The Renewal Paradigm

 

NAPEANS DECIDED EARLY on that without a mortality rate, there could be no birth rate. Life was “extended” indefinitely. People were not dying; resources were limited, so International Napean law criminalized reproduction; children were banned and euthanized if discovered.

The Service kept an eye on female fertility during telepathic exchange and upload periods. Napean women could become pregnant, but were unable to produce a placenta. Changes in female hormone levels were monitored automatically; if pregnancy hormones were detected, a foetal termination would occur via a renewal paradigm during Telesync. This was a digital signal that triggered nano cells into delivering an electrical impulse to the ovaries, which then released hormones to fool her body that she was not pregnant and the embryo was lost.

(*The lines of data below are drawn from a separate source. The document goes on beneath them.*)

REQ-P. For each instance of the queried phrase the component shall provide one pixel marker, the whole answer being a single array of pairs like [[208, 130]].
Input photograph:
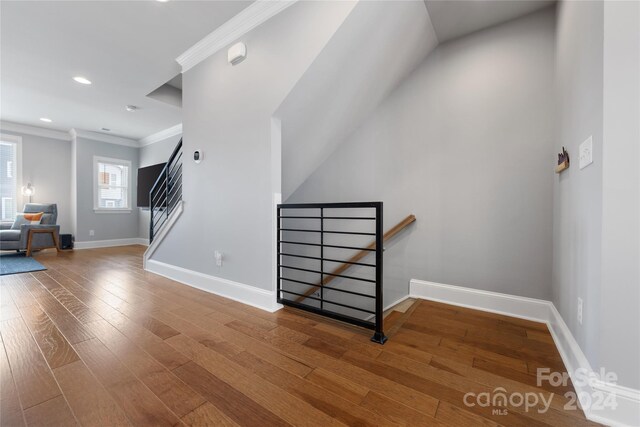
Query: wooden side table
[[51, 231]]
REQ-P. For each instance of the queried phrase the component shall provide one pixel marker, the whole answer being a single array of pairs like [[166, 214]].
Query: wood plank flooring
[[97, 341]]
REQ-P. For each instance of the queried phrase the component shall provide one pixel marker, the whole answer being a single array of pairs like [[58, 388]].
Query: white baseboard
[[250, 295], [93, 244], [627, 412]]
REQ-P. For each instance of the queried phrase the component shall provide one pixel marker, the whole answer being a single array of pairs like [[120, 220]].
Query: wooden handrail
[[363, 253]]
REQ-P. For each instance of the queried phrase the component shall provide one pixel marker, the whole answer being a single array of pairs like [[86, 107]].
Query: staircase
[[165, 201], [336, 244], [166, 194]]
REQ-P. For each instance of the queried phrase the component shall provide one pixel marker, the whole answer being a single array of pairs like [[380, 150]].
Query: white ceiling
[[126, 48], [456, 18]]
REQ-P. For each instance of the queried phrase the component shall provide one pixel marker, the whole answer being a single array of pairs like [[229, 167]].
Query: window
[[9, 156], [112, 185]]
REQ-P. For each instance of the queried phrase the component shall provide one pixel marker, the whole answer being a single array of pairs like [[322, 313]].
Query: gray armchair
[[19, 239]]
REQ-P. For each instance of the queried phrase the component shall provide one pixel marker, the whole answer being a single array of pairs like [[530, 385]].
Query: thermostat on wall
[[197, 156]]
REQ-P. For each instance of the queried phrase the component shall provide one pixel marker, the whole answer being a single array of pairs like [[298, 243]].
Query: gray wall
[[46, 163], [577, 219], [227, 112], [107, 226], [596, 247], [378, 46], [465, 143], [153, 154]]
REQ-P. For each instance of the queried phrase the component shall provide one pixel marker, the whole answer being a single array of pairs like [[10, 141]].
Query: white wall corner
[[627, 400], [161, 135], [250, 295], [257, 13]]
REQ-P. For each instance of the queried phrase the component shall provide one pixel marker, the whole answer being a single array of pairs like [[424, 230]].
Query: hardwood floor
[[97, 341]]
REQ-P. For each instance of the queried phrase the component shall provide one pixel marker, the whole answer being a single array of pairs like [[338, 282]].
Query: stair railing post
[[378, 335], [151, 216], [166, 192]]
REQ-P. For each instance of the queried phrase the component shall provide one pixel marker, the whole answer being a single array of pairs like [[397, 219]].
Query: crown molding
[[34, 130], [257, 13], [159, 136], [110, 139]]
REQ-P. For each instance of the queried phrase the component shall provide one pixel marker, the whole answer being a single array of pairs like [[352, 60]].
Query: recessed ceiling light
[[82, 80]]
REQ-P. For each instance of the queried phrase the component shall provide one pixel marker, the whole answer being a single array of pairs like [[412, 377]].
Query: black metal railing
[[166, 192], [330, 259]]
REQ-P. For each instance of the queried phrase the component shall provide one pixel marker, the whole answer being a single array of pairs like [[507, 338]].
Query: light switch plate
[[586, 153]]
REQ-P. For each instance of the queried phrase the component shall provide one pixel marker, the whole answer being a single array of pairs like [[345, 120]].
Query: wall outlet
[[580, 310], [586, 153]]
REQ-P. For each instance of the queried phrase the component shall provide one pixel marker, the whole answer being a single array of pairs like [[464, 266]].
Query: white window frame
[[17, 168], [96, 186]]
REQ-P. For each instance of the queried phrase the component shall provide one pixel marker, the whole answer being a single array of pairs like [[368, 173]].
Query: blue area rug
[[18, 263]]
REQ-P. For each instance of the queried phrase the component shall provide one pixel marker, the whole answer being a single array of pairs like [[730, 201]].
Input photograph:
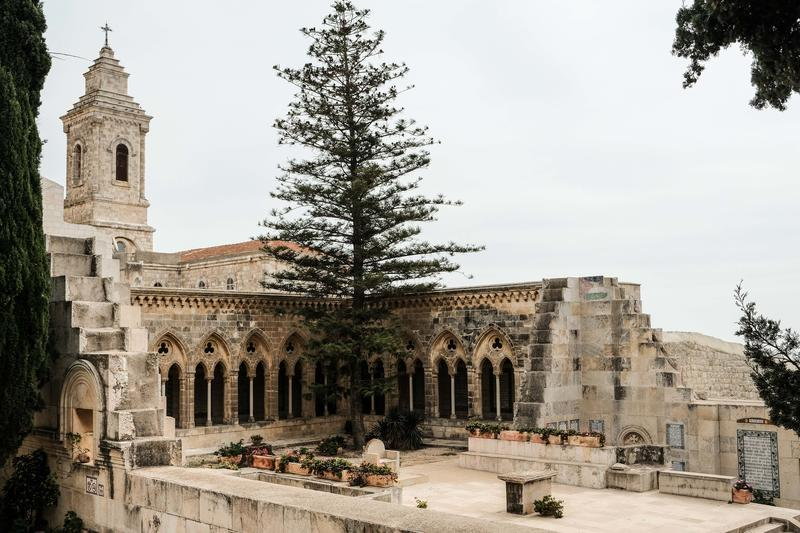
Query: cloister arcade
[[219, 382]]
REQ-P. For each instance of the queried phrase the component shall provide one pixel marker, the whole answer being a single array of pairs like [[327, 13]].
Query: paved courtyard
[[480, 494]]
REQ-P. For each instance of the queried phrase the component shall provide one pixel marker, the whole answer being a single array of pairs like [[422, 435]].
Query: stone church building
[[165, 353]]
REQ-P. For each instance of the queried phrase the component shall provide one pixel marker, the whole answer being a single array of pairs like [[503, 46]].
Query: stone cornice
[[220, 299]]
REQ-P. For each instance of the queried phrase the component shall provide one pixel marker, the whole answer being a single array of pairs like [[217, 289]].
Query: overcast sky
[[564, 130]]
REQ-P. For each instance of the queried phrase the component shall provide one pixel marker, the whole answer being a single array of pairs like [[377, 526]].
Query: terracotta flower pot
[[509, 435], [297, 468], [231, 459], [742, 496], [266, 462], [376, 480]]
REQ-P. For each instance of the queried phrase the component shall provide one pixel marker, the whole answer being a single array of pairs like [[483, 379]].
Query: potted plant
[[742, 492], [79, 454], [232, 453]]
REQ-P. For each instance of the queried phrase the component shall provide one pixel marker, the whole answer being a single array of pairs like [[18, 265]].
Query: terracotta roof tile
[[197, 254]]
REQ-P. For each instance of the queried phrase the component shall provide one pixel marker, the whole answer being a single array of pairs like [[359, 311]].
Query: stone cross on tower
[[106, 29]]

This kept women strong, healthy, and focused on the moral imperative of saving humanity.

Many women were not even aware that this was happening. Some, well attuned to their bodies, sensed their pregnancy and the hormonal changes occurring within them. Mia was like this; she had been pregnant seventeen times. The last time this happened, she had been taking the illegal blocking agents, to mask her pregnancy and protect her from the renewal paradigm. But the pills hadn’t worked. She had woken one morning, feeling more than usually exhausted, thinking that she’d wet the bed. She had, only it was blood—white and oily with large fleck of red through it.

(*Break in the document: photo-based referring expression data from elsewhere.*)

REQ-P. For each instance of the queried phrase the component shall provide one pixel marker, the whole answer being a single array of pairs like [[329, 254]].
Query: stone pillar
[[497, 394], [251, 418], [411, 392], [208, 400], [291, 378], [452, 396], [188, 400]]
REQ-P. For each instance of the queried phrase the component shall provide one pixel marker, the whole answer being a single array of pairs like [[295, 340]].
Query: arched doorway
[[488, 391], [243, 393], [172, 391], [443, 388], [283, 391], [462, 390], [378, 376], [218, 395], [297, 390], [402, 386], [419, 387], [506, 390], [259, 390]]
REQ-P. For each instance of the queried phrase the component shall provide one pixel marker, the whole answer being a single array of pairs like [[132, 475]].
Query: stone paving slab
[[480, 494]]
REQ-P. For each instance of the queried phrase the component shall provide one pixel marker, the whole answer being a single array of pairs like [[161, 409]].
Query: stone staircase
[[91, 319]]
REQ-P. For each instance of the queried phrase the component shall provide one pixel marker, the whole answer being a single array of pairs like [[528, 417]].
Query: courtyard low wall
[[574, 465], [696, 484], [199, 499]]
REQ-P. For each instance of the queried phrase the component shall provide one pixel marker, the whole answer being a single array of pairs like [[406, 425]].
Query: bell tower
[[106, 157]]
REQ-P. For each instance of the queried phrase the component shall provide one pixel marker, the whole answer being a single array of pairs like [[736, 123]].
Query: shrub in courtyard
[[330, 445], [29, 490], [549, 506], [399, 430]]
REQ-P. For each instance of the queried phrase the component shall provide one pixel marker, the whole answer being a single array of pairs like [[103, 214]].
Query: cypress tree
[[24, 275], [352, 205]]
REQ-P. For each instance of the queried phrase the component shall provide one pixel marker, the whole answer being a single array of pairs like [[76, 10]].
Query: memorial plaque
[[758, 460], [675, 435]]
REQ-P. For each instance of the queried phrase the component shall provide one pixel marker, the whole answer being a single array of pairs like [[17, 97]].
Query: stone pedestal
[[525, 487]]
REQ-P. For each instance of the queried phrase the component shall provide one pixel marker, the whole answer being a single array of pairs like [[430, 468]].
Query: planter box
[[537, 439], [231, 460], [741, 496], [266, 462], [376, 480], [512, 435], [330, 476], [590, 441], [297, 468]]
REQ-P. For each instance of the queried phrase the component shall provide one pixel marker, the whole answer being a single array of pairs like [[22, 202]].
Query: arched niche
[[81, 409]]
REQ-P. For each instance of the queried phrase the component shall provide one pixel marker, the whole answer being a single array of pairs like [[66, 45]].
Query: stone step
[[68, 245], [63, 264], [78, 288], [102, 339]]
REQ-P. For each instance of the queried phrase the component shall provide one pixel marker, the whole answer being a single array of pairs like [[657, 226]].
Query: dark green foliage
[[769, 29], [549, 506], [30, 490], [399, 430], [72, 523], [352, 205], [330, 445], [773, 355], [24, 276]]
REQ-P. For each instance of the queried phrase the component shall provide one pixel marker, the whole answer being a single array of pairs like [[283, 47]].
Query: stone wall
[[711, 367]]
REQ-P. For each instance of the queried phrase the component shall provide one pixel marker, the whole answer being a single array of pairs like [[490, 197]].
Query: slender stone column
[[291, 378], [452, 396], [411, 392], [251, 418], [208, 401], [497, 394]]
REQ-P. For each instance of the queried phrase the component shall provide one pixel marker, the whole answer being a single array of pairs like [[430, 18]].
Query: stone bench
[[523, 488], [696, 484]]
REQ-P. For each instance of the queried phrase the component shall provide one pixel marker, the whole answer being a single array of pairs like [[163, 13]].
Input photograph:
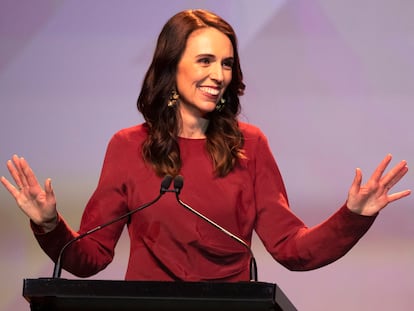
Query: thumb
[[49, 188], [356, 183]]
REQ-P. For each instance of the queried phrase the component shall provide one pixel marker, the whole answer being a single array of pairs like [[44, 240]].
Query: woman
[[190, 102]]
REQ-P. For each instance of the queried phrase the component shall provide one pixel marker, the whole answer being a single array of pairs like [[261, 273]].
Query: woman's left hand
[[370, 198]]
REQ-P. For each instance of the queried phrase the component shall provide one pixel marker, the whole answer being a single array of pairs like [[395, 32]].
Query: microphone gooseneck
[[165, 184], [178, 185]]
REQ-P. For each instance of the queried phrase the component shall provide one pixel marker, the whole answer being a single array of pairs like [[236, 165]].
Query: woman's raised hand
[[373, 196], [37, 203]]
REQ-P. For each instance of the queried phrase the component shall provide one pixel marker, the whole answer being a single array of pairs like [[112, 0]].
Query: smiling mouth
[[209, 90]]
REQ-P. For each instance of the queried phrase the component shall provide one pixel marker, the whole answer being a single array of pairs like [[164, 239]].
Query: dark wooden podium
[[104, 295]]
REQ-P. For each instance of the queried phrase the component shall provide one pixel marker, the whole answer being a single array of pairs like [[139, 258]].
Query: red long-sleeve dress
[[170, 243]]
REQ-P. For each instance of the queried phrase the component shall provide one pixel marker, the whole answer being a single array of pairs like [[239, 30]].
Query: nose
[[216, 74]]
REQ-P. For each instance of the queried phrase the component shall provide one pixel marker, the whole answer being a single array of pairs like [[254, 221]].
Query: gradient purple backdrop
[[331, 84]]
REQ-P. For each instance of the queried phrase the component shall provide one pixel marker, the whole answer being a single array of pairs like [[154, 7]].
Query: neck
[[193, 127]]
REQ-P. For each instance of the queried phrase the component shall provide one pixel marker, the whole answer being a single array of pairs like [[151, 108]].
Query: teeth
[[210, 90]]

Mia became bedridden, falling into a depression. After a fortnight of barely any communication, as Shane was getting up one morning she murmured, “I’ve made a decision. I’m going in on the first.” That was three weeks away.

“You don’t want to do this, Mia. It will pass. There’s so much we haven’t done. We have another life in front of us! They say we’re close to leaving. We could see the universe together...” Shane pleaded, but Mia had heard it all before.

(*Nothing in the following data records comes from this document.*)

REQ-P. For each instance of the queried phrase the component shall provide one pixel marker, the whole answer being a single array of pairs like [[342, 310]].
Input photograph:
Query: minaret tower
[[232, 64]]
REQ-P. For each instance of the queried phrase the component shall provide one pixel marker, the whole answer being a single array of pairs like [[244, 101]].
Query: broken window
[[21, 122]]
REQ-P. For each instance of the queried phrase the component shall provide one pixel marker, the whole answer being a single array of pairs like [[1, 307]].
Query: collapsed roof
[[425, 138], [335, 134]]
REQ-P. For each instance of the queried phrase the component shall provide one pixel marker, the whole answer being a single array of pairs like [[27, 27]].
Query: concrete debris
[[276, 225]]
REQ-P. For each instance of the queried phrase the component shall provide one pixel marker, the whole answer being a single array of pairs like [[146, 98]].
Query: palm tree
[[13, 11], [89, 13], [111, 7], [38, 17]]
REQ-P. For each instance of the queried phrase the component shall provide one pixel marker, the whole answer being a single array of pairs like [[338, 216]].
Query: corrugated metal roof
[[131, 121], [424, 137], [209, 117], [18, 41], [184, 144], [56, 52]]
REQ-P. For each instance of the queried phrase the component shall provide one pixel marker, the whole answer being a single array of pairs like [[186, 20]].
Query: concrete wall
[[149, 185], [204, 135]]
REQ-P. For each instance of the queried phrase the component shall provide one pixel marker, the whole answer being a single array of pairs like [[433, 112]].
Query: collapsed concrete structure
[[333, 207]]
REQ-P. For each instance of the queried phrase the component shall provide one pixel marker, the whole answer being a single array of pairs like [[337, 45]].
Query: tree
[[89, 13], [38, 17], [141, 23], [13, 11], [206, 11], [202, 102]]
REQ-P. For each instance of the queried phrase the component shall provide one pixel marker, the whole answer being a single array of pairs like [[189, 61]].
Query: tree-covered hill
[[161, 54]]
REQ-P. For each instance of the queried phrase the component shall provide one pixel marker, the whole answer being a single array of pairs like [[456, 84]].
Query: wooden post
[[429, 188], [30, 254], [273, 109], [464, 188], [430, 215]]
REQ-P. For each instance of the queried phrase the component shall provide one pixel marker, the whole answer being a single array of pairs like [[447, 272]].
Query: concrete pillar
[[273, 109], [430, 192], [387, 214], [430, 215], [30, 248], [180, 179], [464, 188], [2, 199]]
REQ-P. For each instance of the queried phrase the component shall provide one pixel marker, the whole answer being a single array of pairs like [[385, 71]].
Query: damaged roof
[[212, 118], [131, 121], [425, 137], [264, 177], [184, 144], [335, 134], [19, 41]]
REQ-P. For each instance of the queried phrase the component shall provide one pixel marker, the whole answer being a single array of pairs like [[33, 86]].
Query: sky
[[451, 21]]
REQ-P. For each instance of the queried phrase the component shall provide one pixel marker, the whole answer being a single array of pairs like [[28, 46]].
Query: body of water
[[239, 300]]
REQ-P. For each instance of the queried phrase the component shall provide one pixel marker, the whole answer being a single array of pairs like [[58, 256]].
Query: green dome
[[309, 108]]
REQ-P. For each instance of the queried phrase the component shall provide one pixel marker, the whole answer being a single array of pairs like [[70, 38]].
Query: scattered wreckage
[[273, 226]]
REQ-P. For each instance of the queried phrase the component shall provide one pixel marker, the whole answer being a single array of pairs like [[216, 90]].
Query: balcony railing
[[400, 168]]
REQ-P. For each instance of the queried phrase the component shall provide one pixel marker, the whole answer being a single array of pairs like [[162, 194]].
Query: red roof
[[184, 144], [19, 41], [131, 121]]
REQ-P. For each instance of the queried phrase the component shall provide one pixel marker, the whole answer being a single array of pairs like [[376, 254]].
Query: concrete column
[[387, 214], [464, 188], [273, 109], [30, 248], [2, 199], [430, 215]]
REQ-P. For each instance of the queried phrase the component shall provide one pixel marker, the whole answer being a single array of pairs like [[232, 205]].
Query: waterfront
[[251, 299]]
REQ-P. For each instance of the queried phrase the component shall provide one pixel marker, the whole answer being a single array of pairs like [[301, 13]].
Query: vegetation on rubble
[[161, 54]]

“How can you be so gullible? We’re never getting off this planet. I’m sick of living in this petri dish.”


Chapter 11

The Black Market

 

IT TOOK SHANE two weeks to find the Sub worker who had sold Mia the two-month supply of hormone-blocking agent. Workers were only allowed to work in Napea for several days at a time; it could be weeks or months before the same person came in again. It was an involved process, but finally Shane was able to get the man alone. He had come in through the Crafers Gate to work in the Americana precinct. Just as the workers were packing up for the day, Shane quickly and quietly maneuvered the suspect into the alcove of a building, his bolt gun a silent third party.

“I want back every single traded item, you scumbag.” Shane stood close, barely whispering.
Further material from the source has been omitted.